A Machine Learning Approach to Analyze and Support Anti-corruption Policy

Elliott Ash (ETH Zurich)
Sergio Galletta (University of Bergamo)
Tommaso Giommoni (ETH Zurich)

Abstract : Can machine learning support better governance? In the context of Brazilian municipalities, 2001-2012, we have access to detailed accounts of local budgets and audit data on the associated fiscal corruption. Using the budget variables as predictors, we train a tree-based gradient-boosted classifier to predict the presence of corruption in held-out test data. The trained model, when applied to new data, provides a prediction-based measure of corruption that can be used for new empirical analysis or to support policy responses. We validate the empirical usefulness of this measure by replicating and extending some previous empirical evidence on corruption issues in Brazil. We then explore how the predictions can be used to support policies toward corruption. Our policy simulations show that, relative to the status quo policy of random audits, a targeted policy guided by the machine predictions could detect almost twice as many corrupt municipalities for the same audit rate. Similar gains can be achieved for a politically neutral targeting policy that equalizes audit rates across political parties.

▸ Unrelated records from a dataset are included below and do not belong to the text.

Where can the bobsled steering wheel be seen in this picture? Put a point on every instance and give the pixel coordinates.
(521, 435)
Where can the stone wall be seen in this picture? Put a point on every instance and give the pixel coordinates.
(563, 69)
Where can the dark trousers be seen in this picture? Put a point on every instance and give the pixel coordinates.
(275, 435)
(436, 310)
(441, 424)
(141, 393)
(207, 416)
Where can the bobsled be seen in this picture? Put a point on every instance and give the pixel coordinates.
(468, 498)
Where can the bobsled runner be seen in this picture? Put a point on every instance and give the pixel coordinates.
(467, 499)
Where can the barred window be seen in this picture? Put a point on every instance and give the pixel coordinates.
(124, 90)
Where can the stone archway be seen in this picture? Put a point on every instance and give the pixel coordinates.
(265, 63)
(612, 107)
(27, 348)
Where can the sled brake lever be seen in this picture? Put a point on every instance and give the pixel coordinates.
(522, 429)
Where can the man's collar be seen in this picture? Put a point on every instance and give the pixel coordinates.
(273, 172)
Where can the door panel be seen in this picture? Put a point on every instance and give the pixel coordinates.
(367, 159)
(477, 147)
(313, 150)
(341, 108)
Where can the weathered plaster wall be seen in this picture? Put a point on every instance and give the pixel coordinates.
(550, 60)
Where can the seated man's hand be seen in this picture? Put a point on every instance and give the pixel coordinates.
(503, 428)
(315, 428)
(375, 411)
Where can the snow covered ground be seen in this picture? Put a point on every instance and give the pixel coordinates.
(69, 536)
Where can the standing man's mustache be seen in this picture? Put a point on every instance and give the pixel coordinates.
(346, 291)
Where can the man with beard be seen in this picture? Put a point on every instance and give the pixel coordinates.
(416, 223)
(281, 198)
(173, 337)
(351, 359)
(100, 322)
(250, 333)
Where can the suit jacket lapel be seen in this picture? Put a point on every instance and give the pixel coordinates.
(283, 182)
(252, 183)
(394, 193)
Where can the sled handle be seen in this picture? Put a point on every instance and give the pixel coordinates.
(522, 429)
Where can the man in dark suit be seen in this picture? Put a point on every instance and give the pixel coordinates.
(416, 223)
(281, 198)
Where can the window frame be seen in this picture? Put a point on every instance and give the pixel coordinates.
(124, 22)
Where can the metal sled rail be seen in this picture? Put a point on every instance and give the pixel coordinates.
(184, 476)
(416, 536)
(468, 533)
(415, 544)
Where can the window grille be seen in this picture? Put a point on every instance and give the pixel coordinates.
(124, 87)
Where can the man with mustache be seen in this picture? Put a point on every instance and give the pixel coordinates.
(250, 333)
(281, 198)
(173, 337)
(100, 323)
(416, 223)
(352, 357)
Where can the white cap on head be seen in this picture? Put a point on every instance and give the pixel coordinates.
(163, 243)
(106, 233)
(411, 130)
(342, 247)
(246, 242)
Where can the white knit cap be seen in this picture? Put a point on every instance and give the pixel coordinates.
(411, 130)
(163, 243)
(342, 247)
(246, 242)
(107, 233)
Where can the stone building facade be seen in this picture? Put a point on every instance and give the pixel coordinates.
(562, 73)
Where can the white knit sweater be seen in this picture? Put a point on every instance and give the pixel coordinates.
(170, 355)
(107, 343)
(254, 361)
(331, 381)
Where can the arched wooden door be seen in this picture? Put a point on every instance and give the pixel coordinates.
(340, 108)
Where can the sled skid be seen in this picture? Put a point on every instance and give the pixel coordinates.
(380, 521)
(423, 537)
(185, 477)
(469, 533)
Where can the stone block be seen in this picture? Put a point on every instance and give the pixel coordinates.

Why Governments Grow “lemons” in the Market for Technology

Natalia Lamberova (Georgia Institute of Technology)

Abstract : Governments around the world spend an enormous amount of money on R&D. A large part of this investment is wasted, flooding the system with patents that never result in any actual innovation. This effect is especially pronounced in countries with the low level of government accountability. To reconcile the growth of “lemon patents” with the genuine desire of the government to spur innovation, I offer a game-theoretic model, in which the government has a significant stake in technological development and invests in R&D, even if this simultaneously encourages the growth of “lemons”. I illustrate the mechanism by demonstrating the causal impact of Russia’s government policy, which resulted in a simultaneous increase in the number of high-quality patents and a decrease in the share of such patents in the patent pool.


Subsidies for Sale: Post-government Career Concerns, Revolving-door Channels, and Public Resource Misallocation in China

Zeren Li (Duke University)

Abstract : While the existing literature focuses on how revolving-door officials deliver favorable government treatment to firms after leaving public office, this paper theorizes that the post-government career concerns of public officials distort public resource allocation while still in office. To test this theory, I construct a new dataset that links over 98,000 corporate subsidy programs approved by multiple levels of governments with revolving-door officials who joined publicly listed Chinese firms between 2007 and 2019. I show that forward-looking officials provide sizable favorable subsidies to their future employers. To verify the exchange of favors, I document that firms repay public officials who have provided favorable subsidies by hiring and paying them enormous amounts of cash compensation. Finally, I find that the reputation cost is the mechanism through which this quid pro quo relationship is sustained.